EDAN26 Multicore Programming Lab 6

The course home page is here.

The purpose of this lab is to let you explore:
  1. Download the file lab6.zip or use:

    wget fileadmin.cs.lth.se/cs/Education/edan26/labs/lab6/lab6.zip

  2. Go to the downloaded directory. First an optional activity for users of the nvi and vim editors:

  3. Edit the file src/main.rs and run make (in the current directory, not in src)

    You will get a compilation error (and some warnings about unused variables). What does the error mean?

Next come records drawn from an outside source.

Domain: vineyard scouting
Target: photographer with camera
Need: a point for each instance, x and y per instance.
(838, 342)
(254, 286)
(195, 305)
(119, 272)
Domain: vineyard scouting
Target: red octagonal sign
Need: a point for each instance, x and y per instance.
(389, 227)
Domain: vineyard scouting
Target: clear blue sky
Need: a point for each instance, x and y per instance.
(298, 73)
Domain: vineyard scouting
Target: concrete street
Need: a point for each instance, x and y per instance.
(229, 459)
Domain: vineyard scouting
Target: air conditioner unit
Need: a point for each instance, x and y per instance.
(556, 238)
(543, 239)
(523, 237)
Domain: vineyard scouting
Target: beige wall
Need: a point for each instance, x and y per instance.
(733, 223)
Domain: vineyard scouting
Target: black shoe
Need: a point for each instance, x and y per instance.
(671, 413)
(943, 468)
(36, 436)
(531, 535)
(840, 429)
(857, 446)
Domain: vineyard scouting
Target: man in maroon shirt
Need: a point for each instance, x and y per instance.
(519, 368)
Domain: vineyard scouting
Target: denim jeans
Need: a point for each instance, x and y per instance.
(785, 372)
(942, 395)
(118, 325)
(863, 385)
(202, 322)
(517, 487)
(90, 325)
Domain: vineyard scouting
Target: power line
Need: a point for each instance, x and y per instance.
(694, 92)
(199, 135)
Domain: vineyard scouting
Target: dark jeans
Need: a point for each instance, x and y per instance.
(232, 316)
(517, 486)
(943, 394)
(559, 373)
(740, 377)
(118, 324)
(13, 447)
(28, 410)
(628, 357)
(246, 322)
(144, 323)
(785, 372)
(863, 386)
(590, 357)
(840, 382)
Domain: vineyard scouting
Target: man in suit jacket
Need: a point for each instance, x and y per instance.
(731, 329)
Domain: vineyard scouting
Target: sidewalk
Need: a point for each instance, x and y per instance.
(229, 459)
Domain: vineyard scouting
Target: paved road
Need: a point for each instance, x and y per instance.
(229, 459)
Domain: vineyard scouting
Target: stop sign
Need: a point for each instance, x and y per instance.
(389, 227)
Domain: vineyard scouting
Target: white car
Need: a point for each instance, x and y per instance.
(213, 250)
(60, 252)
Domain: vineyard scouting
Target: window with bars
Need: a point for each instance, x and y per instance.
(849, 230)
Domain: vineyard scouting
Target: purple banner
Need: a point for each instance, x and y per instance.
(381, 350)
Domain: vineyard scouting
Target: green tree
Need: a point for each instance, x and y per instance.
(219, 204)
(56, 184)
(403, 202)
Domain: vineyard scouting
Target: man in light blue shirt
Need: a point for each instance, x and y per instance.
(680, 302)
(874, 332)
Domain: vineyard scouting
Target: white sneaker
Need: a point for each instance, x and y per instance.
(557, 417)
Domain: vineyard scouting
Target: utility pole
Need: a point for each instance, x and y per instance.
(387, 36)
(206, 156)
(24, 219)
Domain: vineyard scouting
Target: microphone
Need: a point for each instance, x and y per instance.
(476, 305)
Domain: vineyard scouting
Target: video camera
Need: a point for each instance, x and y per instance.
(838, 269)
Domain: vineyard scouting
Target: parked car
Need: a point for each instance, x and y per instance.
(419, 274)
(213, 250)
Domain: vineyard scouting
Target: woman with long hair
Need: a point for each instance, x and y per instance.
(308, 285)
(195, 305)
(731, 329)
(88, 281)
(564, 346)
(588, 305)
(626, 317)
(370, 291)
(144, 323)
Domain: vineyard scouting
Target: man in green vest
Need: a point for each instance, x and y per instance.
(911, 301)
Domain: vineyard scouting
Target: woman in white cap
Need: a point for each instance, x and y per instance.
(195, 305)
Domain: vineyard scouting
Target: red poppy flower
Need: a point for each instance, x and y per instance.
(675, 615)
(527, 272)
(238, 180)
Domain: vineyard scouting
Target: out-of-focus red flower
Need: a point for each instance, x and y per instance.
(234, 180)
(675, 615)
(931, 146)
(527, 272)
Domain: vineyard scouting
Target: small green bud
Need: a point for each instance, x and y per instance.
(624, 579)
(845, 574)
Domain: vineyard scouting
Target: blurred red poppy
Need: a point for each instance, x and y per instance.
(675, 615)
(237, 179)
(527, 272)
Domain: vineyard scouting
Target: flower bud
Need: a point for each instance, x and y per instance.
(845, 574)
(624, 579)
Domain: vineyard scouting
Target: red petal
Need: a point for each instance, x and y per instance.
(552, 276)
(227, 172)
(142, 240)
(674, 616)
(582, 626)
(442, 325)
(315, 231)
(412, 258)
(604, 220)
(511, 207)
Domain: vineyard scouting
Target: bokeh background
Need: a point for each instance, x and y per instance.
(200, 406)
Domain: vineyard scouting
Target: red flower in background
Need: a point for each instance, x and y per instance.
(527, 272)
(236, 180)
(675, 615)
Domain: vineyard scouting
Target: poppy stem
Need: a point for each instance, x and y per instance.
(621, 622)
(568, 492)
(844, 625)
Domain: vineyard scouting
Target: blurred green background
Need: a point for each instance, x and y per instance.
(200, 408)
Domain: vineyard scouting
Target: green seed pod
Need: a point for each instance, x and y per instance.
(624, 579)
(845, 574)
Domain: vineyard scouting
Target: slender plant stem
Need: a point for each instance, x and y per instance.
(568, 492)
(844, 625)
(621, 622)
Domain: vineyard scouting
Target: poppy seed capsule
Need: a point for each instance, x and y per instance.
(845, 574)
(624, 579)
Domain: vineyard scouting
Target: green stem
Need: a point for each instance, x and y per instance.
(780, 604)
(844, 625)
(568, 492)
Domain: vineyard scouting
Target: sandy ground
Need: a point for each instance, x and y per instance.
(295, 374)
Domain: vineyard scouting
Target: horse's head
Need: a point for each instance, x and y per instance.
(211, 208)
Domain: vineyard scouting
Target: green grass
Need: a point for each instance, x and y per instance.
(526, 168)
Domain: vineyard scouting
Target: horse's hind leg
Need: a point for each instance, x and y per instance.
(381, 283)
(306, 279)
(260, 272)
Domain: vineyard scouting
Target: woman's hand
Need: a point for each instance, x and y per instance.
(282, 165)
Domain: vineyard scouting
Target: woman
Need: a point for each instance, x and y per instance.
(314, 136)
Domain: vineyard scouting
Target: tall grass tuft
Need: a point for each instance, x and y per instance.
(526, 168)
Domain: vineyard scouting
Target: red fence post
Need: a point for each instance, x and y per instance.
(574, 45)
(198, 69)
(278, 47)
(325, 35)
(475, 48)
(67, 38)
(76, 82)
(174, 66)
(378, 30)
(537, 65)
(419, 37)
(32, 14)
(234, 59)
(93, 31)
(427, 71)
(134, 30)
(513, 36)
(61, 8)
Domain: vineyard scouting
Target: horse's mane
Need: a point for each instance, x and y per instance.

  4. Fix this! See beginning of Lecture 9 for hints (and possibly end of Lecture 8).

    Make again.

  5. Make the program complete, i.e. you get output PASS

  6. Experiment with some larger inputs.

  7. Now go the clojure directory and type

    time clojure swish.clj

    It is only the first line of output from time with real that is interesting (and relatively correct :)

    Initially only four accounts and ten transactions, using one thread, is used.

    At the end all accounts are printed and you can see they all have the start-balance.

    Fix this! See Lecture 11 for hints.

  8. Then note the time and increase the number of accounts in steps of e.g. 1000 and note if takes more time to create the accounts.

  9. Then increase the number of transactions until it takes noticably longer time.

  10. Then increase the number of threads until it no longer is faster.

  11. Then decrease the number of accounts until it takes noticably longer time. Will it take ''forever'' if you have really few accounts?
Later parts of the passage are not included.